L’accord européen peut susciter un regain d’intérêt à l’égard d’un régime d’assurance-médicaments public universel

La semaine dernière, Margaret Wente, journaliste au Globe and Mail, a dit que le programme « favorable aux consommateurs » du gouvernement Harper allait à l’encontre des dispositions pharmaceutiques du nouvel accord commercial européen.

Comme les critiques l’avaient indiqué, ce nouvel accord aura pour effet de prolonger les brevets de médicaments d’environ deux ans. L’accord permet aux sociétés pharmaceutiques de faire une demande de prolongation pour prendre en compte le temps écoulé entre la réception du brevet initial et l’approbation fédérale exigée pour commercialiser les nouveaux médicaments ici.

Tout le monde est d’accord pour dire qu’une telle chose contribuera à faire augmenter le coût des médicaments d’ordonnance au Canada, et ce, même si les médicaments au Canada sont déjà parmi les plus chers au monde.

La décision va également à l’encontre du travail des gouvernements provinciaux qui s’efforcent de faire baisser le coût de leurs programmes d’assurance-médicaments publics en imposant un plafond sur le coût des produits génériques, les limitant à 25 pour cent du coût des médicaments de marque.

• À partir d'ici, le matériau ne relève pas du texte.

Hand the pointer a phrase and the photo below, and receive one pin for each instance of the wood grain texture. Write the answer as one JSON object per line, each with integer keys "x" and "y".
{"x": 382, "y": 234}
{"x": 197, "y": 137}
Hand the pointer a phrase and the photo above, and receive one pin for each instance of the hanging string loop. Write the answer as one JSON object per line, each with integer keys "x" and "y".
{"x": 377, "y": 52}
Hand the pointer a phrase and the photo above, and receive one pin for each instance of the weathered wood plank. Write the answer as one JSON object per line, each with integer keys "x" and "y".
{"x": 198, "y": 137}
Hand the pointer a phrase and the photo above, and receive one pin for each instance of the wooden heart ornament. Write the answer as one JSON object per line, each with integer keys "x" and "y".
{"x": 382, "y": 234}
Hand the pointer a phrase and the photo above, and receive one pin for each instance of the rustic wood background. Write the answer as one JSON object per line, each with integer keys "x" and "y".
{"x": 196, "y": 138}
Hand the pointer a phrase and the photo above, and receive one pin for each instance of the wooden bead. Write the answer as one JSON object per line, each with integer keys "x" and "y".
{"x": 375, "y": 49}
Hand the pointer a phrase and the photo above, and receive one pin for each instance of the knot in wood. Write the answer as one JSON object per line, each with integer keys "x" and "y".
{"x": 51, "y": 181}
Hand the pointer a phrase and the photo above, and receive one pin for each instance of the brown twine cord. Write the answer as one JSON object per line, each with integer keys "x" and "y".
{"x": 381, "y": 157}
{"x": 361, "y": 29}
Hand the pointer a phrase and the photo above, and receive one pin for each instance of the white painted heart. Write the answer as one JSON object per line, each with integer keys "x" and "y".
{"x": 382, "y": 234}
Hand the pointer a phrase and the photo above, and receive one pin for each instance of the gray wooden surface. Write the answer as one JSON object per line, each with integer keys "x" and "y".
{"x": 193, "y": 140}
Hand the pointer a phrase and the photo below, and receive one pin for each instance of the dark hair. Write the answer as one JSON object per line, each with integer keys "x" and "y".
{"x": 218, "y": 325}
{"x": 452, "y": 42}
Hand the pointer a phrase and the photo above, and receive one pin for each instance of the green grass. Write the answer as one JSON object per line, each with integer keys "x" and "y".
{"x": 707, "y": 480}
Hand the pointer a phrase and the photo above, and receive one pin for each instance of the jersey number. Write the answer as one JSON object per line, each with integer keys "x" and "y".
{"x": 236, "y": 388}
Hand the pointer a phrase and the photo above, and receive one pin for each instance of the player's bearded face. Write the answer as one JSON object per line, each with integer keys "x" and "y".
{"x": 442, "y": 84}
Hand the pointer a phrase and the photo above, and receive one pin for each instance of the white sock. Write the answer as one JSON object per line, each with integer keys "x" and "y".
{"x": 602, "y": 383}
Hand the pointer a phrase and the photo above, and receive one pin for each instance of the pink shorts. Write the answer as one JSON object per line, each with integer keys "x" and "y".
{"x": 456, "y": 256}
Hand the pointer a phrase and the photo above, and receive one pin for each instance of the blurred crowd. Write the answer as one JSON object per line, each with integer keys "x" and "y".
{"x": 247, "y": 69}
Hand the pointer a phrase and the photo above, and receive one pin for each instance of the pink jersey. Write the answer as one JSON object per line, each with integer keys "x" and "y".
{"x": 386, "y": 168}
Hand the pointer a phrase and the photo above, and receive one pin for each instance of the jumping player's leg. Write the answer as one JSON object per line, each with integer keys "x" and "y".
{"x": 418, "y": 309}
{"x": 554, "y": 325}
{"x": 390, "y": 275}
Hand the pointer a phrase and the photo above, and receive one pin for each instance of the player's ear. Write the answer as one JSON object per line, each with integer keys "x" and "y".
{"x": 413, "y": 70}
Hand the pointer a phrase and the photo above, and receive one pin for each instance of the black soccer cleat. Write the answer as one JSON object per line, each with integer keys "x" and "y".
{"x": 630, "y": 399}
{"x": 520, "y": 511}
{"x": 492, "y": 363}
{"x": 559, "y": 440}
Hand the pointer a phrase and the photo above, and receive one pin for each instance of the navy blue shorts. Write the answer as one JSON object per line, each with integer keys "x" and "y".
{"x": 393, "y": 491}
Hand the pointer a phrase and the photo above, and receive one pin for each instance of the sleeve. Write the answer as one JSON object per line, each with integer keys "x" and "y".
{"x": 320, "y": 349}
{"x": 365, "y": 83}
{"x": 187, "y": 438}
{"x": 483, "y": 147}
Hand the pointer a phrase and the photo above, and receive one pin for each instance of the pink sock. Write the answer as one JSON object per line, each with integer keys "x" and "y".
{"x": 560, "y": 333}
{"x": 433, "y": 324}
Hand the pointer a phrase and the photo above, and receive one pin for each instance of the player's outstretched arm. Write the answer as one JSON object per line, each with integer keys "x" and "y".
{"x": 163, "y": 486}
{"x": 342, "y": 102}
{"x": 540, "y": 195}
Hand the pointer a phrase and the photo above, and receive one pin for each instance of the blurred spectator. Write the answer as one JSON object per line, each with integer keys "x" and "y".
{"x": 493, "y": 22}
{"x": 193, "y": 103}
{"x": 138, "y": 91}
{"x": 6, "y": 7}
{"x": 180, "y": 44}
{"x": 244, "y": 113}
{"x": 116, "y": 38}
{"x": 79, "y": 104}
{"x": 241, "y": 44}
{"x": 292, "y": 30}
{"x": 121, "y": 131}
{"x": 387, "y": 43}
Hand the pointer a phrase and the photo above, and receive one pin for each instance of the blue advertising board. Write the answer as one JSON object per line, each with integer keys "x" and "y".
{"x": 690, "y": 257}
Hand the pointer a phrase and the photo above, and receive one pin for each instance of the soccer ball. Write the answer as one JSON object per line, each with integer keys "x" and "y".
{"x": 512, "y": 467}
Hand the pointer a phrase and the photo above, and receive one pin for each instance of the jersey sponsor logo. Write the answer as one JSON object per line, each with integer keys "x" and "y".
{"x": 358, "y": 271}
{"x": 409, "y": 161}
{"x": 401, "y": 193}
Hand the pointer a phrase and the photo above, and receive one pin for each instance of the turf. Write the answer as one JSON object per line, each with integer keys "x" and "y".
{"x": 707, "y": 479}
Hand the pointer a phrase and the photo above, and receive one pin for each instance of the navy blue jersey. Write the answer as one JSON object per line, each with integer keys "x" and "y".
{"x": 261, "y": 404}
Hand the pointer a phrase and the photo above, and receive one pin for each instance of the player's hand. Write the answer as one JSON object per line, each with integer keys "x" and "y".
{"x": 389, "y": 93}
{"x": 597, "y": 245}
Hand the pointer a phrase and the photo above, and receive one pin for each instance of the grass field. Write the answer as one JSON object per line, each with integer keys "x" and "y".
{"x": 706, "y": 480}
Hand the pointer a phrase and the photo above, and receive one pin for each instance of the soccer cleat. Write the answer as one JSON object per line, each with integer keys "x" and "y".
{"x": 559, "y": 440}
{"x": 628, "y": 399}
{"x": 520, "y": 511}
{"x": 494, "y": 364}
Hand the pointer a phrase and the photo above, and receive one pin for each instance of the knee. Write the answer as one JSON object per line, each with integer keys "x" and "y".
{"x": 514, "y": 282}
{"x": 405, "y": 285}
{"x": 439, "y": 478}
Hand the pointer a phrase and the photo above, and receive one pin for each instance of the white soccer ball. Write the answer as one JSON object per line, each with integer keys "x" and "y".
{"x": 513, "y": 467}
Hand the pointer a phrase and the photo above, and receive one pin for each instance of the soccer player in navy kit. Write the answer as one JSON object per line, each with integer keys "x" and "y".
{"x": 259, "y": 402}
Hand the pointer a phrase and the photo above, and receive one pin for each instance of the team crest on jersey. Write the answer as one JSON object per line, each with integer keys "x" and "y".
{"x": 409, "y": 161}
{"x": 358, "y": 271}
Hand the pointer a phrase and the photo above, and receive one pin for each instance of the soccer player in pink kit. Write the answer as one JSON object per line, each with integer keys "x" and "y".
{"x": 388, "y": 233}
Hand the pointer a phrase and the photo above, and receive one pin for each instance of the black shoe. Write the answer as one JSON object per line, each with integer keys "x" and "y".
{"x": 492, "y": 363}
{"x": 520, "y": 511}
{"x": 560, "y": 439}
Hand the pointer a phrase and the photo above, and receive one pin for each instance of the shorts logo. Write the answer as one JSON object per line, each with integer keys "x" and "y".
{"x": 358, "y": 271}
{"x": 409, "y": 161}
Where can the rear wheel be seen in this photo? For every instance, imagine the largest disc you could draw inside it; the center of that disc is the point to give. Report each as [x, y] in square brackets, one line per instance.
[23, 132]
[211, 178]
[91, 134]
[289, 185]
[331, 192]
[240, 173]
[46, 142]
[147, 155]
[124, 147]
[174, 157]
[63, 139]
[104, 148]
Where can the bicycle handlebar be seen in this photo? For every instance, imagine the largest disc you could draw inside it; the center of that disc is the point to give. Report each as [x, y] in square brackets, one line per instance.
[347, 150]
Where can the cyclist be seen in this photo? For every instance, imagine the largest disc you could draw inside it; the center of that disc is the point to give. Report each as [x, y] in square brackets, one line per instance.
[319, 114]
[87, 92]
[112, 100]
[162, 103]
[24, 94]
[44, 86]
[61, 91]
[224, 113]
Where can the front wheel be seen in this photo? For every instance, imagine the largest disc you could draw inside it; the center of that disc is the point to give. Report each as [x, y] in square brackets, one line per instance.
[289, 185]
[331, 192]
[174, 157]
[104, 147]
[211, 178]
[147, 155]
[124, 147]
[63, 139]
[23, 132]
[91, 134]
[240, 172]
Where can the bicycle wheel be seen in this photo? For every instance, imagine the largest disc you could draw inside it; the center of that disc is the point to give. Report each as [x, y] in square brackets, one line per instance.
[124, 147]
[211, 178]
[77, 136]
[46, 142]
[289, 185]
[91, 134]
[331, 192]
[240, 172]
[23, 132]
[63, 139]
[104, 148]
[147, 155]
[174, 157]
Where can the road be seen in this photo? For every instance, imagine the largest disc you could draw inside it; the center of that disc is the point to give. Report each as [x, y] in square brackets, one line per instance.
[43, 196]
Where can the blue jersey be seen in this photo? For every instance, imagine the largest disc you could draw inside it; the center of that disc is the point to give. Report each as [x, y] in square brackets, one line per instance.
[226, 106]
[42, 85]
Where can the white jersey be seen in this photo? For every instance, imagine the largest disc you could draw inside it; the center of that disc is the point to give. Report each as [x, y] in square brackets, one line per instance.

À premier abord, on se demandait pourquoi les provinces applaudissaient l’entente, bien que le Globe ait mentionné cette semaine que le gouvernement Harper avait accepté d’indemniser les provinces pour les effets de cette entente sur les régimes publics. On ne sait trop si les gouvernements qui lui succéderont agiront de la même façon et il est peu probable qu’une telle indemnisation voit le jour avant que les Canadiens retournent aux urnes.

Le Premier ministre Stephen Harper ne prévoit pas d’indemnisation parallèle pour la majorité des Canadiens qui ne sont pas couverts par un régime d’assurance-médicaments public.

Comme Wente l’a fait remarquer la semaine dernière, les enjeux sont importants. Lorsque le brevet de Lipitor est venu à échéance, son cousin générique a permis aux Canadiens d’économiser 1 milliard de dollars. Compte tenu du fait que nos dépenses globales en médicaments se montent à quelque 28 milliards de dollars par année, ce chiffre est loin d’être négligeable.

L’impact de l’accord de libre-échange risque non seulement de défaire les économies déjà réalisées par les provinces mais aussi de mettre du vent dans les voiles des partisans d’un programme d’assurance-médicaments national.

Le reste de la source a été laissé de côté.